AVIF Encoding Not Supported
Your browser does not support encoding images to AVIF format. Please use Chrome 93+ or Firefox 93+ to use this converter. Safari does not currently support AVIF encoding via the Canvas API.
Upload HEIC / HEIF Images
Drag and drop files here, or click to browse
Supports .heic and .heif files — batch convert multiple images at once
How to Use
- Upload your HEIC or HEIF files — drag and drop or click to select one or more photos.
- Choose a quality level — High (85%) is recommended for general use.
- Convert — click Convert All or convert files individually.
- Download — save individual AVIF files or click Download All as ZIP.
HEIC vs AVIF
Both HEIC and AVIF are modern, high-efficiency image formats, but they serve different ecosystems:
- HEIC is Apple's format, based on the HEVC video codec. It is the default on iPhones (iOS 11+) and Macs.
- AVIF is an open format based on the AV1 codec, supported across Chrome, Firefox, Edge, and Safari 16+.
Converting HEIC to AVIF gives you a file that works natively in any modern browser without special plugins, while maintaining comparable quality and file size.
Browser Requirements
This tool uses two technologies: heic2any to decode HEIC files, and the browser's Canvas API to encode AVIF. AVIF encoding requires Chrome 93+ or Firefox 93+. Safari does not support AVIF encoding via the Canvas API, so this tool requires Chrome or Firefox.
Frequently Asked Questions
Why does conversion take a moment?
HEIC decoding is computationally intensive. The heic2any library processes each file in JavaScript, which takes a second or two per image depending on file size and your device speed.
Will my photo quality be preserved? At High (85%) quality, the output will be visually indistinguishable from the original for most photos.

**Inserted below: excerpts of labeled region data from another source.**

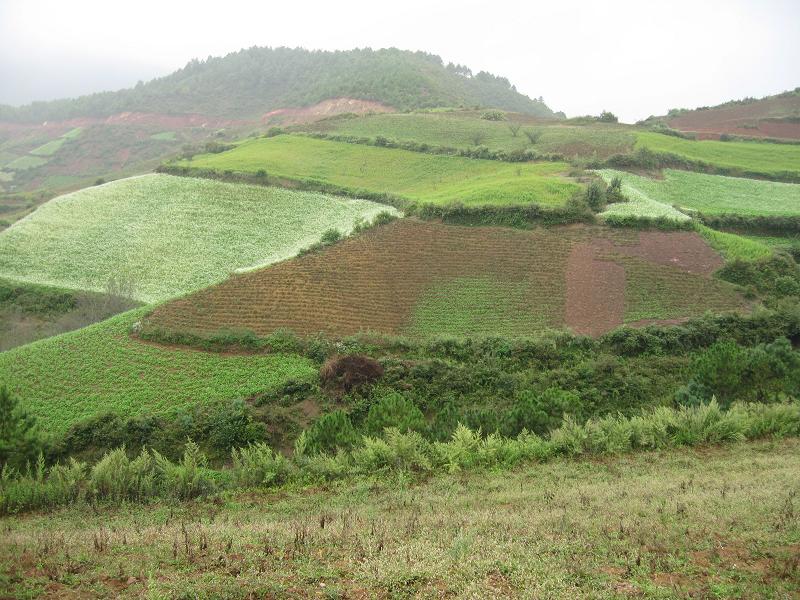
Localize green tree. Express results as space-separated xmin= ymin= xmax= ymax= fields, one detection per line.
xmin=0 ymin=386 xmax=42 ymax=467
xmin=364 ymin=392 xmax=425 ymax=435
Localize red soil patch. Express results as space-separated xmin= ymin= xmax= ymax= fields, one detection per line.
xmin=564 ymin=240 xmax=625 ymax=335
xmin=144 ymin=219 xmax=741 ymax=337
xmin=669 ymin=96 xmax=800 ymax=139
xmin=261 ymin=98 xmax=394 ymax=125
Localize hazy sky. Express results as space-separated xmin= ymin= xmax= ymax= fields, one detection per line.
xmin=0 ymin=0 xmax=800 ymax=121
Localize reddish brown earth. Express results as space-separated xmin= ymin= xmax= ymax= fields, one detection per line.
xmin=144 ymin=219 xmax=744 ymax=337
xmin=668 ymin=95 xmax=800 ymax=140
xmin=564 ymin=240 xmax=625 ymax=335
xmin=261 ymin=98 xmax=394 ymax=125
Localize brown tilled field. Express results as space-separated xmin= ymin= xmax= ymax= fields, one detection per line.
xmin=669 ymin=96 xmax=800 ymax=140
xmin=144 ymin=219 xmax=744 ymax=337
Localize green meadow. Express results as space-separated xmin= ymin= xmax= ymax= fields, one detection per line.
xmin=177 ymin=135 xmax=580 ymax=206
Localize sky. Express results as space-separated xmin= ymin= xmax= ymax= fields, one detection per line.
xmin=0 ymin=0 xmax=800 ymax=122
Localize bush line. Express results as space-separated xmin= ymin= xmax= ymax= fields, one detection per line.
xmin=0 ymin=400 xmax=800 ymax=514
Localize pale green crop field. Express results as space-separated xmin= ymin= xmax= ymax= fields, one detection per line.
xmin=600 ymin=169 xmax=800 ymax=215
xmin=177 ymin=135 xmax=580 ymax=206
xmin=0 ymin=309 xmax=316 ymax=434
xmin=31 ymin=137 xmax=66 ymax=156
xmin=0 ymin=174 xmax=396 ymax=302
xmin=636 ymin=131 xmax=800 ymax=178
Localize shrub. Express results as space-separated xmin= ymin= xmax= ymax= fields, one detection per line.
xmin=586 ymin=181 xmax=606 ymax=212
xmin=319 ymin=228 xmax=344 ymax=246
xmin=0 ymin=386 xmax=43 ymax=468
xmin=153 ymin=440 xmax=215 ymax=500
xmin=364 ymin=392 xmax=425 ymax=435
xmin=231 ymin=444 xmax=291 ymax=487
xmin=319 ymin=354 xmax=384 ymax=393
xmin=302 ymin=410 xmax=358 ymax=455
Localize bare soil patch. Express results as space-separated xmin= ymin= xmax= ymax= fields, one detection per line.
xmin=144 ymin=219 xmax=744 ymax=337
xmin=669 ymin=96 xmax=800 ymax=139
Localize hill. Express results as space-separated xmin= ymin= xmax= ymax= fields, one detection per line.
xmin=663 ymin=88 xmax=800 ymax=140
xmin=176 ymin=135 xmax=580 ymax=206
xmin=0 ymin=174 xmax=394 ymax=302
xmin=143 ymin=219 xmax=743 ymax=338
xmin=0 ymin=47 xmax=553 ymax=122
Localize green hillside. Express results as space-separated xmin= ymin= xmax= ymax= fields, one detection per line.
xmin=636 ymin=131 xmax=800 ymax=179
xmin=0 ymin=174 xmax=393 ymax=302
xmin=0 ymin=310 xmax=316 ymax=435
xmin=0 ymin=47 xmax=553 ymax=122
xmin=299 ymin=111 xmax=636 ymax=158
xmin=177 ymin=135 xmax=580 ymax=206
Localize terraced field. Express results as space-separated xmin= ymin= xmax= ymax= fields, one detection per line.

High-resolution photos from recent iPhones contain a lot of detail; use Maximum (95%) if you want to be certain.
Are my photos uploaded to a server? No. Everything runs entirely in your browser. Your photos never leave your device.
Does this preserve EXIF metadata? No. The conversion pipeline decodes to a canvas and re-encodes, which strips EXIF metadata including GPS location and camera settings.